THE PURPOSE OF AN OBLATE PARISH MISSION?

The Mission is a wake-up call to the local Christian community, helping it become more fully responsible for the future of its Church in a secularized society.  It does so in the following ways:

1)      The Mission is a catalyst to call forth the missionary spirit of its active members – committed persons encouraged to form mature Christian community that reaches out to the uncommitted, the non-practicing and to those searching for the way. “He left the ninety-nine and went after the one.” (Luke 15)

 

2)      The Mission helps the parish grow and expand as a spiritual core, radiating faith, hope, joy, charity, service and a sense of belonging – the result of God’s word experienced and lived.

 

3)      The Mission is meant to help develop a sense of responsibility for the faith-growth of the community’s younger generations so they experience the joy of belonging to the family of God.

 

4)      The Mission, through preparatory and ongoing workshops, promotes and
encouragers leaders
in the parish to facilitate the faith community’s ongoing life and integration.  This is done largely through continued outreach and the small faith communities called “Listening Centres”.

 

The Mission promotes Parish community leadership so that the outreach and formation of small Christian communities that emerge through the mission can continue in the faith community and provide ongoing animation of the faith community after the visiting missionary team has left.

 

 

 

 

THE THREE PHASES OF THE MISSION

The Oblate Parish Mission has three distinct, yet complementary phases:

Phase I: PRE-MISSION
The first phase of the Mission, or the Pre Mission, begins about one year prior to the actual Mission.  It is primarily a time of planning, preparation and organizing.  It is a time to form a core planning team where a key person is recruited to coordinate the mission with the assistance of eight to ten other people.  The key things that happen during this phase include:

Ø   Retreat and workshop with the core team

Ø   Organizing the parish into zones

Ø   Recruiting parishioners to become home visitors

Ø   Recruiting parishioners to become facilitators of Listening Centres

Ø   Training volunteers through a series of workshops

Ø   Locating Listening Centres – one home in each zone

Ø   Preparing for the Mission and for the Oblate Missionary Team

Ø   Planning and overseeing the youth component

Ø   Providing awareness of mission to local parishioners

Ø   Generating excitement about the Mission

Ø   Doing two visits to every home in the parish by the local missionary team

PHASE II: Mission

This second phase is the actual Mission itself, which lasts up to two weeks.  This is the time that the Oblate Missionary Team comes to the parish to:

Week 1: Home visits are made to the families in the parish as a follow-up to the first two visits by the Oblate Missionary Team.  This visit is more pastoral in nature.  In the evening, Listening Centres take place for three evenings in a row during this first week of the mission in the designated home.  Daily Mass is celebrated.  In smaller parishes this period lasts for four days while in larger parishes it is seven days.

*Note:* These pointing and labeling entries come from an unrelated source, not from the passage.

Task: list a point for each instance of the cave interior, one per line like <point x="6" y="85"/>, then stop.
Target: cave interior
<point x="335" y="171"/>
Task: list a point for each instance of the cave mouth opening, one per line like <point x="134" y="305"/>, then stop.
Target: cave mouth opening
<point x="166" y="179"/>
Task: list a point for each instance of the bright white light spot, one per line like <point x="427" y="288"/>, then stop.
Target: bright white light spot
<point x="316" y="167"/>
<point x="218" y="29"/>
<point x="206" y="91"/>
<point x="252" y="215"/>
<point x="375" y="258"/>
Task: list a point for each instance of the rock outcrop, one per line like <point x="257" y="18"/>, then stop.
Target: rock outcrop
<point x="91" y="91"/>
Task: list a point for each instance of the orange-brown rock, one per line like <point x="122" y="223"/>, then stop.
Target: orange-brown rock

Week 2: Great Assemblies are held in the Church every evening on a specific theme.  Shut-in parishioners are visited and the Sacrament of the Sick is available to them.  Mass is held daily along with the Sacrament of Reconciliation and on one of the days, the Sacrament of the Sick.

Phase III: Post-Mission

The third phase of the Mission begins after the Visiting Missionary Team has left.  This   is a time for continuing the good work begun with the Mission.  It calls for the ongoing work of the Local Missionary Team and includes:

Ø      Listening Centres - keeping the flame alive.

Ø      Continuing the Home Visits (updating the lists and distributing them appropriately to those maintaining contact.)

Ø      Identifying needs that arose during the mission and finding ways to meet them.

Ø      A three-year commitment on the part of the Oblate missionary team to visit the local parish and reinforce the work of the local missionary team.

 

 

An Oblate Parish Mission is a very exciting opportunity for a parish.  It is a time to reach out, to build community, to celebrate our faith.  It involves the active participate of many parishioners.  In this section we will discuss the various roles and tasks associated with the parish mission.


 

 

 

 

 

 

THE SPIRITUALITY OF THE MISSION

The heart of the Mission and of the Church is the living out of relationships. We cannot live without others and without relationship. Loving one another is a basic necessity for all. The spirituality of the mission flows from this.

1. The unconditional love of God the Father for all of us is projected by the visits of the Local Missionary Team prior to the Mission and by the Visiting Missionary Team during the first week of the Mission. The Gospel is announced more by our lives than by our words. The community experiences the very sentiments of Christ who had “compassion with these people because they were like sheep without a shepherd”. This compassion emerges from firsthand meeting with the people. The gift of the home visitation is Jesus Christ, the living sign of God’s tremendous love for all.

2. Jesus Christ loved the crowds and he taught them. The Listening Centres held in the evenings of the first week of the Mission become the heart of the prophetic mission. This is where service of the WORD is highlighted. The heart of the Mission is to be found here. To announce the Word of God is to evangelize. Through Jesus’ word the people felt the presence of salvation in their midst. The Listening Centres are to be on-going experiences after the Mission, and should evolve into small Church communities present within the larger Church community.

3. The Holy Spirit is at the heart of a faith renewed and celebrated. This takes place to a large measure in the vital acceptance of the Word of God, which is celebrated in the Sacraments. It is the peak of the evangelical action: a priestly people that discovers it’s beginning and it’s end in the celebration of the mystery of Christ represented in the liturgy and especially in the Eucharist. This will be experienced throughout the two weeks but especially in the great liturgical moments of the second week.